Like most good parties all vibes come to an end often violently. While Issa and Molly text men they claim not to care about, a fight breaks out in the back of Issa’s sedan between her ride-share passengers. As the night passes, Issa finds her way back to Daniel’s couch where still confused by Issa’s unclear motives again challenges her to just be real.
Although admitting she still has romantic feelings for Daniel, Issa again refuses to fully unpack her emotional baggage, relying on the strength of their former platonic friendship to carry them to peace.
Molly’s attempts of keeping their relationship to bedroom meetings only struggles to succeed when faced with Dro’s manipulative behavior.

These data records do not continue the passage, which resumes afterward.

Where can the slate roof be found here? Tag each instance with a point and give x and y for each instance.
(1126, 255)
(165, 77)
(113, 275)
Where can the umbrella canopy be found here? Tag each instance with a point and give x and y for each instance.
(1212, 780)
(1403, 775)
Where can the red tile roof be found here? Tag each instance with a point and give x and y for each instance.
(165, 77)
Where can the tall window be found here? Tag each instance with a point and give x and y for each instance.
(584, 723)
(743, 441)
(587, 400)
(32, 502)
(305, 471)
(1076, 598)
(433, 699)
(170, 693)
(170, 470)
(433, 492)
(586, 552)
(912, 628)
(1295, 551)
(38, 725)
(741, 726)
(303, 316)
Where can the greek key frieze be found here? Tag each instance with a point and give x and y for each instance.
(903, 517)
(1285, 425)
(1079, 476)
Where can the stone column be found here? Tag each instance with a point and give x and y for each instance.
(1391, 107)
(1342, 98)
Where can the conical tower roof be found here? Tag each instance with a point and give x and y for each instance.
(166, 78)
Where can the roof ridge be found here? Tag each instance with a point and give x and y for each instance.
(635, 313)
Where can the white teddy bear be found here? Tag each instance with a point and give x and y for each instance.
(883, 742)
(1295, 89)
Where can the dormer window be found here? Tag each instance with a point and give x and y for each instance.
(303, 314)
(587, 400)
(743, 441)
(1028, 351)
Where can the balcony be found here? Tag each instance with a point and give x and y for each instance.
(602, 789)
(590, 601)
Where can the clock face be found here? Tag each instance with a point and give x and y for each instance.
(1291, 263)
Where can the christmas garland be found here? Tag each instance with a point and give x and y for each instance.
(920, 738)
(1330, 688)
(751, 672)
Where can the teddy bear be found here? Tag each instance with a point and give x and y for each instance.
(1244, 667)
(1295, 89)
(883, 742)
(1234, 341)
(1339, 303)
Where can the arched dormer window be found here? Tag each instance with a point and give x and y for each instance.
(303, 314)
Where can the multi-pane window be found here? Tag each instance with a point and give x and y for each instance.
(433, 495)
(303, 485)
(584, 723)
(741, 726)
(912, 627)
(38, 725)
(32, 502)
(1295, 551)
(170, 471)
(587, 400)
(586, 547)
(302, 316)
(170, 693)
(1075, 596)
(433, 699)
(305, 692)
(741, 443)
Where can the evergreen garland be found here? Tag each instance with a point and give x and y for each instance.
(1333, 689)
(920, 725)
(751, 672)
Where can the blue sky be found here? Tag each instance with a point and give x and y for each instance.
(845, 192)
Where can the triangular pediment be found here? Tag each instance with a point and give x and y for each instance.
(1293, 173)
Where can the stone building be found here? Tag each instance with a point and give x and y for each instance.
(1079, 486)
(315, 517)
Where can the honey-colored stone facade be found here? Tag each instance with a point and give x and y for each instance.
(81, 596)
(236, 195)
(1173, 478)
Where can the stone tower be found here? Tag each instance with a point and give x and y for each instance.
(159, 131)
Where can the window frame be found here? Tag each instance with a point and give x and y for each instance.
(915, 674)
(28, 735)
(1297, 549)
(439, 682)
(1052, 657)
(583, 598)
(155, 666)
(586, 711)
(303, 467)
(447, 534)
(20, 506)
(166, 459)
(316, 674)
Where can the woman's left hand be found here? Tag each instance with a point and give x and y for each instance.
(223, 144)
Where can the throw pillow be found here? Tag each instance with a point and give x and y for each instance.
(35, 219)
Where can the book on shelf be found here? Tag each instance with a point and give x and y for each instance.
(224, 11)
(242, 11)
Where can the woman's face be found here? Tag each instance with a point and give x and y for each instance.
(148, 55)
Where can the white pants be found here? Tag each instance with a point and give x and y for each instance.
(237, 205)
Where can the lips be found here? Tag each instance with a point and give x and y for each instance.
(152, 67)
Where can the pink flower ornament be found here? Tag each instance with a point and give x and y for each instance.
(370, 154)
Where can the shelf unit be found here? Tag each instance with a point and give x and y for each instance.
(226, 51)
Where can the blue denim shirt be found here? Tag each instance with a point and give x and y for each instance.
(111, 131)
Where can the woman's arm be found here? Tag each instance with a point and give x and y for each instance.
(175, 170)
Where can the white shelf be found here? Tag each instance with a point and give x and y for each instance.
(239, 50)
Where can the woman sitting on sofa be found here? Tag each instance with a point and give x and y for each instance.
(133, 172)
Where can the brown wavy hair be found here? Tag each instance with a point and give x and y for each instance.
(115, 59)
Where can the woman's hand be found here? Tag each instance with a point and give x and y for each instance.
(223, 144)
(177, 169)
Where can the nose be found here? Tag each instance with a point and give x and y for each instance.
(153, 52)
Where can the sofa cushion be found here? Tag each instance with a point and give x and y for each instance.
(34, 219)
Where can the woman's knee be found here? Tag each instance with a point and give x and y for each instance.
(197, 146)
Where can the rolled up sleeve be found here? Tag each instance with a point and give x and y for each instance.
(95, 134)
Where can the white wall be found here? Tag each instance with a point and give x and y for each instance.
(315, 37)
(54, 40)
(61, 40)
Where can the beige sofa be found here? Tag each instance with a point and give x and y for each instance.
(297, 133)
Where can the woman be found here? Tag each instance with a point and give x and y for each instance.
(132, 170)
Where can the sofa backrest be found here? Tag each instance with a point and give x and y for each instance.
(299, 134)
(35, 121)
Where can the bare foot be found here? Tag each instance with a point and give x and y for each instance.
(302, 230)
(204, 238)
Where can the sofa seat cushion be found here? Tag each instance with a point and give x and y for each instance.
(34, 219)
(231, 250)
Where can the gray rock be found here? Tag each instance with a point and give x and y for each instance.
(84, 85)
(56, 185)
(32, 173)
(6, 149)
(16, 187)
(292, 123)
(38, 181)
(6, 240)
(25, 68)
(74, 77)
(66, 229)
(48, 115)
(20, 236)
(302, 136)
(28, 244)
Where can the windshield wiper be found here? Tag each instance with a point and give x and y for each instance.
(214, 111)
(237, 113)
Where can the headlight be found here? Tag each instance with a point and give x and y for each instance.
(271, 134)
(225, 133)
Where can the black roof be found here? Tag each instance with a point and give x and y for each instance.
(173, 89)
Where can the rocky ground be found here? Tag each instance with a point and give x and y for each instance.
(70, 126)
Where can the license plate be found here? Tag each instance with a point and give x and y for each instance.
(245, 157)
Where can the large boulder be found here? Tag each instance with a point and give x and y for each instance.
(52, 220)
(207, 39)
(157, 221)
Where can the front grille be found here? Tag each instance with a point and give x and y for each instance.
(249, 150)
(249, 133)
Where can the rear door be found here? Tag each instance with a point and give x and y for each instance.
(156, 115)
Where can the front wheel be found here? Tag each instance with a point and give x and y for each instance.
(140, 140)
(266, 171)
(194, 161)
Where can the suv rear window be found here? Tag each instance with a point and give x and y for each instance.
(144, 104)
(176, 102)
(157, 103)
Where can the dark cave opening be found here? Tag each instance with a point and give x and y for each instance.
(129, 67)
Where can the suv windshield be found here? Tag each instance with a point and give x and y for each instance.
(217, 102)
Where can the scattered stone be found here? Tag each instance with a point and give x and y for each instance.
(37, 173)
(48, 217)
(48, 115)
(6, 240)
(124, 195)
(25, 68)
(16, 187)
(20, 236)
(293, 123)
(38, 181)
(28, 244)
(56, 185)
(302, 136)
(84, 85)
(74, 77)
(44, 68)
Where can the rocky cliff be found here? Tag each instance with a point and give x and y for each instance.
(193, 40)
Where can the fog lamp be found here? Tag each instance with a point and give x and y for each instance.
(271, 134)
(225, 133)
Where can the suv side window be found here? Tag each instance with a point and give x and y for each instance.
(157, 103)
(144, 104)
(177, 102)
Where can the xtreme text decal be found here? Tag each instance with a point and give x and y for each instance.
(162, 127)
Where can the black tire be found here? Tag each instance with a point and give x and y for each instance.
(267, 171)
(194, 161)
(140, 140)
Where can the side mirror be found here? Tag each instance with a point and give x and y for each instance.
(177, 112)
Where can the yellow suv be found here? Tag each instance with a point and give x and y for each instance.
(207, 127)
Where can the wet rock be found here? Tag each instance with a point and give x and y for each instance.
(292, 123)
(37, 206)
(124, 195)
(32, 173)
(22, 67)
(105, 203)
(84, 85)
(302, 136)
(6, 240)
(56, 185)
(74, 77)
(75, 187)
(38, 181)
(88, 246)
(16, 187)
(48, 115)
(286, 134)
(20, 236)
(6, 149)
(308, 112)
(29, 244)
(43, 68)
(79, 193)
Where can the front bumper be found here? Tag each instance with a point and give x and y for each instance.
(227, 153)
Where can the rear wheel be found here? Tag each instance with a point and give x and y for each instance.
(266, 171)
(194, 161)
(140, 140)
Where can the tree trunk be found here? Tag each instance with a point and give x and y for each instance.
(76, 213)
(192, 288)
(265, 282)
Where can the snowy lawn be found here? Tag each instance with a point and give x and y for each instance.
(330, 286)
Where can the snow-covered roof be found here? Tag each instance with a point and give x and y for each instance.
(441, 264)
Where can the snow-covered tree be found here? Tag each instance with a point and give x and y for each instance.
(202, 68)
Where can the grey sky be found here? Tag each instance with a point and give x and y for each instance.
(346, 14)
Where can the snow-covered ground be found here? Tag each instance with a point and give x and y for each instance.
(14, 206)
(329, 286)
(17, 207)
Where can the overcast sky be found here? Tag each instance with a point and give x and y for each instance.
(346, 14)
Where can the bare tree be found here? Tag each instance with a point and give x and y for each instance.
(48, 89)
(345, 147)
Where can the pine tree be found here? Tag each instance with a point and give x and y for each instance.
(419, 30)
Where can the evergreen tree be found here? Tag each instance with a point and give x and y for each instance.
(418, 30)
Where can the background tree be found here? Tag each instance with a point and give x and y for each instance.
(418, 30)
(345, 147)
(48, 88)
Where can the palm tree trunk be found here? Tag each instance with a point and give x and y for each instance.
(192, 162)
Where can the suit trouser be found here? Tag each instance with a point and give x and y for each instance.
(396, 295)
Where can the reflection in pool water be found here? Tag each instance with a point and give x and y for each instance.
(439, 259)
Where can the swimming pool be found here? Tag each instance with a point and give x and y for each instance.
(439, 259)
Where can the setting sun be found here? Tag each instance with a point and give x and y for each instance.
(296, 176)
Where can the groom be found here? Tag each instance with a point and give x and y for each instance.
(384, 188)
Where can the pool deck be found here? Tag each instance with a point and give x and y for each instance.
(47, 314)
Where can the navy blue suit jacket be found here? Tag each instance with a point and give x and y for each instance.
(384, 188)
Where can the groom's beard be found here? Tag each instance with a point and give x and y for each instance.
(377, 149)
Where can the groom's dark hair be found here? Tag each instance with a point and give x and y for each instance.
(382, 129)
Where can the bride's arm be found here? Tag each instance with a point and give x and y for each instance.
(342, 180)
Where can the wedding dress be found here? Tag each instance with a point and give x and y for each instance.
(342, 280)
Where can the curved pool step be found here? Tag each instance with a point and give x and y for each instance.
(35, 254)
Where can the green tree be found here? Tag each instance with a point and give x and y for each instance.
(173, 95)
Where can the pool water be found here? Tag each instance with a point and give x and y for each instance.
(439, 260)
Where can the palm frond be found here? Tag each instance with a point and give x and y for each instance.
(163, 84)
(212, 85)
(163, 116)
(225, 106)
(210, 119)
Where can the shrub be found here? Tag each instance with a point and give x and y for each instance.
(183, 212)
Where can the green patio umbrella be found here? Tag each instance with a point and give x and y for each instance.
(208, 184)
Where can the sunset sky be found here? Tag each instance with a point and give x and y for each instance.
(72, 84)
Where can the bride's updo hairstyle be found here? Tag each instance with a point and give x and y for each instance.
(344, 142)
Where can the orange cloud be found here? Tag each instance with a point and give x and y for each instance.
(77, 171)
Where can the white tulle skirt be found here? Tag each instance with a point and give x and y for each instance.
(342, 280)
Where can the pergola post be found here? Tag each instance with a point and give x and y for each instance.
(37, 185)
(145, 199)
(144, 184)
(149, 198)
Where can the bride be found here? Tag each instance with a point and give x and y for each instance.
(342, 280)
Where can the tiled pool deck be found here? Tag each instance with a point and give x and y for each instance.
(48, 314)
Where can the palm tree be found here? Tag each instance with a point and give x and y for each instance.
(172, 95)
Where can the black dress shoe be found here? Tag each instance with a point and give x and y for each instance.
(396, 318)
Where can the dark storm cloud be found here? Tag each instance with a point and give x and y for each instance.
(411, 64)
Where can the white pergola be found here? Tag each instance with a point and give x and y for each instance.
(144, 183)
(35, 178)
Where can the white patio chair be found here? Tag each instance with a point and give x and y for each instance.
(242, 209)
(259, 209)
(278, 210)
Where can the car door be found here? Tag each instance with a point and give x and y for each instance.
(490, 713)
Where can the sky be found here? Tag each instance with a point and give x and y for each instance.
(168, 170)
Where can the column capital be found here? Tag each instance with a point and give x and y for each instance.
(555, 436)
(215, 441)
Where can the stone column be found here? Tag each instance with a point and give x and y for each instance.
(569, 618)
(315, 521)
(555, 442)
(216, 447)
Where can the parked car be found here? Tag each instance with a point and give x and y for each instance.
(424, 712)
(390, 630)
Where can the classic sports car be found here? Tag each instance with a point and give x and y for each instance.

Undeterred by new rules, Dro uses his own key to Molly’s place to let himself in, claiming she was not answering. A surprised Molly emerges from the bathroom, flirting with Dro, even kissing him, however a sign of hope prevails as she demands he return her key. In a perfect world, the key would have been handed over, yet Dro reaches into his contriving card deck and flips over a jester. With Molly standing firm in her decision, he returns the key after advocating against it, even telling Molly he and his wife are not her business, and hesitantly leaves.
All of the characters need to not only decide what they want, but learn how to be honest with themselves and others. After week one, I’m not #TeamIssa, #TeamMolly or even #Team Lawrence. My allegiance lies with Nathan (Kendrick Sampson). A transplant to Los Angeles with a southern accent, Nathan allows both Molly and Issa to change his destination, sparking a genuine sense of curiosity. Laughing about how the girls picked him up because he was fine, Nathan became the life of the “Party Lyft.” The next customer however had a different night planned.
Entering the car, he complained about the flavor of Capri-Sun offered by Issa and began to roll a blunt and proceed to smoke. When told by both Molly and Issa that the Party Lyft was a smoke-free occasion, the confrontational rider continued his anti behavior. Nathan decided to take the blunt and throw it out the window. This bold behavior lead to the aforementioned fight where Nathan left the guy in pretty bad shape. We later learn that Nathan tipped $50 for the Lyft ride. Hopefully his mysterious charm makes more appearances this season.